Antonio Palacios o el Orinoco de la Villa

 

 

Antonio Palacios

El Orinoco de la Villa  

 


Murió el último año de la Segunda Guerra Mundial, era gallego -de Porrriño-, arquitecto visionario y quimérico que pobló de templos medievales la desolada Villa de Madrid a principios del siglo XX. Madrid básicamente era un prado amplio, un pueblo de fincas y arboledas, tras las cuáles el curioso encontraba fuentes mitológicas o casones inmensos, casi fantásticos.

 
Uno de ellos fue el Banco Español del Río de la Plata, hoy sede magna del Instituto Cervantes, edificio curioso por su naturaleza fragmentaria, asombroso por su lujo helénico, acuciante y faraónico. Es extraño al ser aparentemente en esquinazo de un todo mayor nunca realizado; una muestra de lo que pudo ser una complejidad que se quedó en muestra, en fragmento peculiar de una mente arquitectónica sin límites ni prejuicios.
 

Barrios desperdigados, una Gran Vía esquelética y el Rastro, parecían dibujar una metrópoli que aún soñaba con serlo. En 1904, Palacios ganó junto a Otamendi el concurso para construir el Palacio de Comunicaciones, sede actual del ayuntamiento y verdadero delirio, casi irreal, escenario de un mundo utópico frente a Cibeles, la iracunda diosa cazadora.

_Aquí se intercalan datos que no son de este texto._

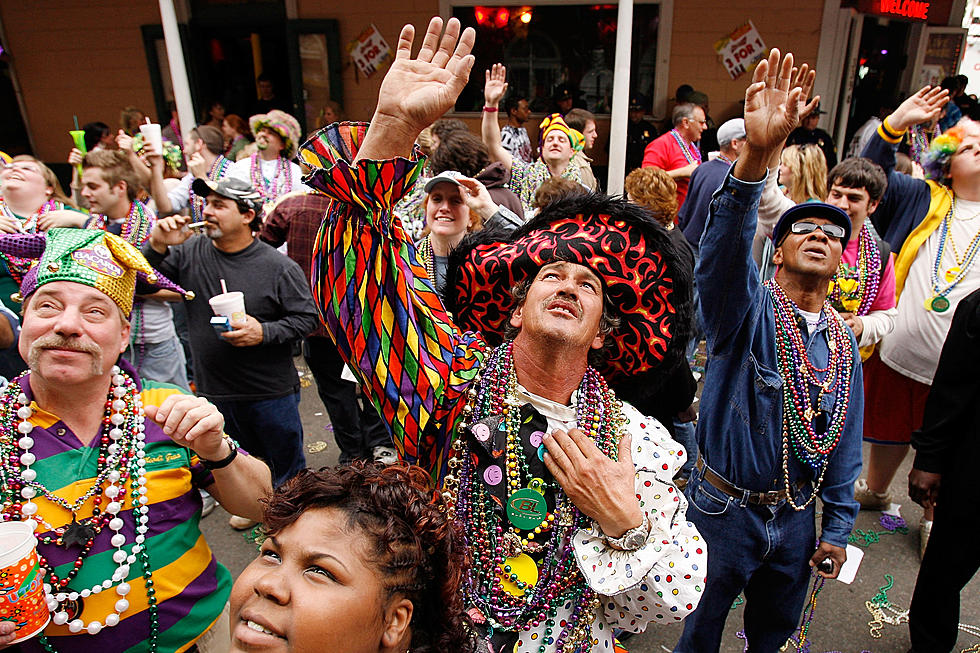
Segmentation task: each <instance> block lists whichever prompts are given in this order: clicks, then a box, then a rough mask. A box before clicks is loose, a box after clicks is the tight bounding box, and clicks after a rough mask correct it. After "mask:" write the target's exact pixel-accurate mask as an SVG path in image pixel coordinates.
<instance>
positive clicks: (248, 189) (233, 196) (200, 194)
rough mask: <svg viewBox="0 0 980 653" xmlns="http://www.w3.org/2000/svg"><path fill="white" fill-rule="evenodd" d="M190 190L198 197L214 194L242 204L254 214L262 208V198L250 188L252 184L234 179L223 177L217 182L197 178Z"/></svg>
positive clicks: (219, 179) (208, 179)
mask: <svg viewBox="0 0 980 653" xmlns="http://www.w3.org/2000/svg"><path fill="white" fill-rule="evenodd" d="M191 190H193V191H194V194H195V195H197V196H199V197H207V196H208V195H210V194H211V193H215V194H217V195H221V196H222V197H227V198H228V199H232V200H235V201H236V202H244V203H245V204H247V205H248V206H249V207H250V208H252V209H253V210H254V211H255V212H256V213H258V212H259V211H260V210H261V208H262V196H261V195H259V194H258V192H256V190H255V189H254V188H252V184H250V183H248V182H247V181H242V180H241V179H237V178H235V177H225V178H224V179H219V180H218V181H212V180H210V179H202V178H200V177H198V178H197V179H195V180H194V183H193V184H191Z"/></svg>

Más arriba de Cibeles construyó el Círculo de bellas Artes, tal vez su joya más preciada: un palacio que escindía múltiples palacetes interiores, como una ciudad dispuesta en niveles. Un edificio a la altura de la estética futurista de Fritz Lang. Un edificio imaginario lleno de sueños y espacios oníricos.

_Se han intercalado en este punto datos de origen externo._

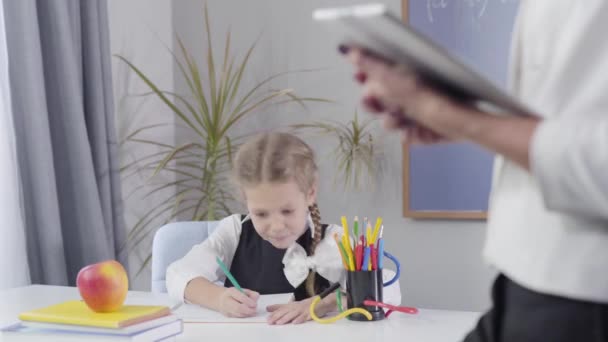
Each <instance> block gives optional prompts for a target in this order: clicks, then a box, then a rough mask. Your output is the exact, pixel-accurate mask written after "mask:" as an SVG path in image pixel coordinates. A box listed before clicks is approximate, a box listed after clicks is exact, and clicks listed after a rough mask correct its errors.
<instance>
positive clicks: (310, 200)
mask: <svg viewBox="0 0 608 342" xmlns="http://www.w3.org/2000/svg"><path fill="white" fill-rule="evenodd" d="M318 188H319V182H318V181H317V179H316V178H315V181H314V183H313V184H312V186H311V187H310V190H308V193H307V194H306V201H307V202H308V206H309V207H310V206H311V205H313V204H315V203H317V192H318V191H317V190H318Z"/></svg>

Uno de sus edificios más extraños es el rara avis Hospital de Jornaleros de San Francisco de Paula, una especie de templo masónico construido en su momento en medio de la nada, lleno de misticismos y brujerías, que hoy se vincula a la estética pseudoliteraria de Harry Potter, ¿por qué Palacios imaginó un Hospital de esta manera digna de la tradición cátara, hija de las leyendas del rey Arturo y el cuento del Grial?

Levantó tres edificios en Gran Vía: el primero, el edificio Matesanz, una enorme mole colosal acabada en pináculos; el segundo, el Hotel Alfonso XIII, de envergadura y estética similar y un tercero, ya en Callao, el mítico Hotel Florida.









Todo su corpus constructivo tuvo una índole barroca, manierista en los interiores, acumulativa en los niveles; cada bloque es un mejunje de espacios apelotonados que se abren en balconadas internas que acaban en escalinatas infinitas o habitaciones irreales que, sin ser un Gaudí, exploró lo vegetal, lo orgánico, mas no desde lo gótico como el catalán, sino desde un romanticismo que dejaba de pensar en dioses y se centraba en el ser humano como centro gravitatorio, un animal de lenguaje que se merecía gozar de la inteligencia de las formas.

Antes de que apenas fuese nada, ennobleció la idea de un gran metro, diseñando bocas, herrajes y logos; él intuía que algún día sería enorme. Su don visionario le hacía soñar en las calles y barrios del futuro, en las aceras, baldosines y partículas que conformarían una urbe caótica digna de una mente del noroeste, de raigambre celta, de espíritu aventurero e independiente.